All das haben wir gewissenhaft und kurzfristig durchgesetzt. Nichtsdestotrotz ist Deutschland mit Berlin eines der letzten Länder der Welt, das seine Clubs noch nicht geöffnet hat und uns immer noch keine Zusicherungen oder Aussichten auf eine Wiedereröffnung gibt.

  • In finanzieller Hinsicht haben wir bereits viel verloren
  • Viele unserer Kolleg*innen und Freund*innen können sich diese andauernden und auftretenden Unsicherheiten nicht mehr leisten und haben ihren Beruf gewechselt
  • Hinzu kommt, dass viele unserer Freund*innen und Kolleg*innen aufgrund dieser Situation unter psychischen Folgen wie Depressionen leiden.

Viele Menschen verstehen nicht, dass es in unserer Kultur nicht (ausschließlich) um Spaß geht, sondern um einen ganzheitlichen Lebensstil, der verschiedenen Gruppen einen sichereren Raum bietet, um sich zu entfalten.

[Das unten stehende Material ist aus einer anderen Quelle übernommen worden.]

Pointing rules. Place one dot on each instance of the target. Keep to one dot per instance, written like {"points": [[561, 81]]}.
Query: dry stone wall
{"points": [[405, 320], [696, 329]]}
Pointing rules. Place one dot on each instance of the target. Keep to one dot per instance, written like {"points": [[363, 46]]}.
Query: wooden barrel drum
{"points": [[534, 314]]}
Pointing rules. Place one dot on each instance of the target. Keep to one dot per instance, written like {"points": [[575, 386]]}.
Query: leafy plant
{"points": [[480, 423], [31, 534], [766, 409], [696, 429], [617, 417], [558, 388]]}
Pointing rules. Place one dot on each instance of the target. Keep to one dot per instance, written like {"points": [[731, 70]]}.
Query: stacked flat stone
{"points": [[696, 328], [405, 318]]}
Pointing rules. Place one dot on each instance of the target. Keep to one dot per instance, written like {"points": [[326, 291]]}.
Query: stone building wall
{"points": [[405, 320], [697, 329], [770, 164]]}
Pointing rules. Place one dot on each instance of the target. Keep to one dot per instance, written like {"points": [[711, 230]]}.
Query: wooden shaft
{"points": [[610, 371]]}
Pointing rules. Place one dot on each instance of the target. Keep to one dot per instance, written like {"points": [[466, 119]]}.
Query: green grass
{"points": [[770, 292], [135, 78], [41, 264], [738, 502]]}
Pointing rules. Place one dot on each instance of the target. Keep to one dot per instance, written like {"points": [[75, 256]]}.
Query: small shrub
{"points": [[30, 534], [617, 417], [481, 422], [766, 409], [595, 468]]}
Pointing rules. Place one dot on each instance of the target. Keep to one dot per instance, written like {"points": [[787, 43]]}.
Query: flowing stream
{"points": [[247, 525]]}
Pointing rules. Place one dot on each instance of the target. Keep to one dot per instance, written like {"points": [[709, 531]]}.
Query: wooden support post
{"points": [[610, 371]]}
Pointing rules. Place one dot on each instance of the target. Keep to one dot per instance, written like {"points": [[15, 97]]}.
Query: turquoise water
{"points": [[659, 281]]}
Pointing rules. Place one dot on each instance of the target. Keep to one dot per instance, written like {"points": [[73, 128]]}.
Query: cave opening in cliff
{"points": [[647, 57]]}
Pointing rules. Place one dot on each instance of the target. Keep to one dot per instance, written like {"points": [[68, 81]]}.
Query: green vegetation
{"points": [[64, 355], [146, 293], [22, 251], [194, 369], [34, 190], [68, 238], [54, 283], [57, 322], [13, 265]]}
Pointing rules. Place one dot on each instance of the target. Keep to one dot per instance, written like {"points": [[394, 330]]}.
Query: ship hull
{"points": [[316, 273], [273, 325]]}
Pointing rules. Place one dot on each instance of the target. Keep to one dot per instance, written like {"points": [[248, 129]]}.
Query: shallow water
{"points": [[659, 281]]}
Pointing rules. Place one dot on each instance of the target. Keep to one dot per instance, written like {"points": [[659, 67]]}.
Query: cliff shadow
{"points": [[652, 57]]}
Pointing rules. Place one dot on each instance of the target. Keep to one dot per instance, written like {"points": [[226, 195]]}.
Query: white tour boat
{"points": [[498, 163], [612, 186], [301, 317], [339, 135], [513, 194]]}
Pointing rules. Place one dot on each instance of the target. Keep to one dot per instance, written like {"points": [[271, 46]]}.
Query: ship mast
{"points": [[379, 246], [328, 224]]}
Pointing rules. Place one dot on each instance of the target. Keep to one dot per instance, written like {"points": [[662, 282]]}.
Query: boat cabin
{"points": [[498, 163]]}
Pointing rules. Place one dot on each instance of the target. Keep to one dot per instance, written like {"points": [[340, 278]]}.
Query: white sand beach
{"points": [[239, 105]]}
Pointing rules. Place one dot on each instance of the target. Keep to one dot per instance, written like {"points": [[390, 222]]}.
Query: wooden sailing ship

Berlin wirbt mit dem Nachtleben, das wir schaffen. Gleichzeitig sind wir jeweils die ersten, die willkürlich und ohne Augenmaß in ihrer Existenz eingeschränkt werden.

Unsere Forderungen:

  1. Geben Sie uns messbare und verbindliche Kriterien, unter denen wir unsere Arbeit wiederaufnehmen können. Diese Kriterien/Arbeitsbedingungen müssen nachhaltig sein.
  2. Keine erneute Schließung durch die Hintertür durch Verbot von Tanzveranstaltungen, auch wenn dies rein formal geschehen ist!
  3. Diese Strategie sollte Schritt für Schritt alle Corona-Maßnahmen fallen lassen, damit wieder alle an unseren Veranstaltungen teilhaben dürfen. 
  4. Erstellung einer Notfallstrategie für den Fall einer Verschlechterung der Corona-Situation im nächsten Herbst/Winter, die zumindest vollständig geimpften Menschen das Recht gibt, zu arbeiten und auch zu tanzen!